Any undoing of acquisitions previously approved or business breakup, while possible, would be unlikely. Policy frameworks to regulate tech are not designed to assess antitrust, data privacy, artificial intelligence, and safe harbor rules. Even if a breakup or an M&A undoing were contemplated by regulators, any material enforcement actions will likely be drawn out by lengthy legal challenges.

Rather, over the near term, large tech companies will likely tweak some their business practices without significantly altering their growth or business strategies. We also expect large tech companies to avoid sizable M&A, which will draw even more attention to their market prowess. We anticipate the regulators' continued pressure on large tech companies to lower barriers to entry and make it more attractive for starts-ups and smaller existing tech companies, all with the goal of providing a healthier tech ecosystem. The technology industry has enabled growth and increased productivity in many aspects of global society, and we expect it will continue to attract investments from venture capital, and private equity firms as well as strategic investors.

Over the longer term, we believe companies such as Apple, Alphabet, Amazon, and Facebook will accept more regulations and rules on the tech industry and its participants, as it will provide a clear operating framework.

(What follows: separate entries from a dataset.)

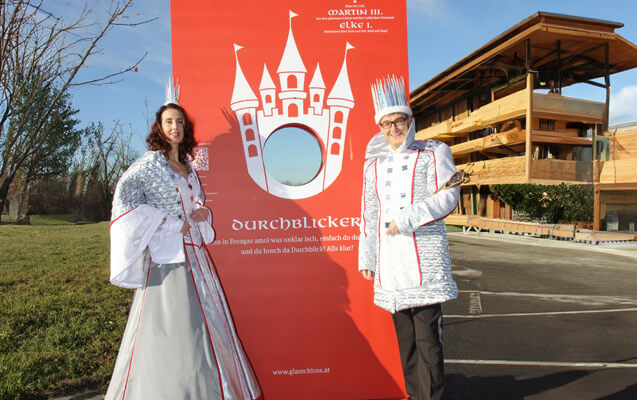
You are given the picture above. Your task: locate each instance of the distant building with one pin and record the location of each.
(502, 111)
(616, 191)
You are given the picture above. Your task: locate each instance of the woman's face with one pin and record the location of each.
(172, 125)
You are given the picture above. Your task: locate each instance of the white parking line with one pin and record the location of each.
(589, 300)
(447, 316)
(544, 363)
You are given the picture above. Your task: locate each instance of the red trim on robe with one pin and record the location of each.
(379, 213)
(433, 154)
(203, 314)
(139, 319)
(413, 234)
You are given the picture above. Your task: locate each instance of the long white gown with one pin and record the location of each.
(180, 341)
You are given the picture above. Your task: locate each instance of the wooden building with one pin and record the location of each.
(616, 191)
(502, 111)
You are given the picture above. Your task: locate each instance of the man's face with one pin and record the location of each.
(395, 127)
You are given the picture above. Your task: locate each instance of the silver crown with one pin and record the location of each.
(390, 97)
(172, 92)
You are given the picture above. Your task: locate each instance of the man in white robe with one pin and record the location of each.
(403, 242)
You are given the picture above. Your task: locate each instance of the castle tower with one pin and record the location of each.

From a ratings perspective, we believe the threat of antitrust actions by regulators could extract changes to how large tech companies operate, but any actions, enforced or self-selected, would be manageable. Near-term rating impact is limited, in our view, as we expect any regulatory actions against the large tech companies will not involve a breakup or cause material disruptions to their businesses. Despite our expectations for significantly higher hurdles to large scale M&As, we do not expect these companies to stop investing, especially in areas like public cloud infrastructure services, in which Amazon, Microsoft, and Google have strong market positions largely thanks to organic investments and partnerships.

Legal penalties and fines by regulatory bodies could be significant, as they are typically assessed based on companies' revenues or profit. However, given the strong financial positions of big tech companies, we do not expect fines and legal fees--if any--to have an immediate rating impact.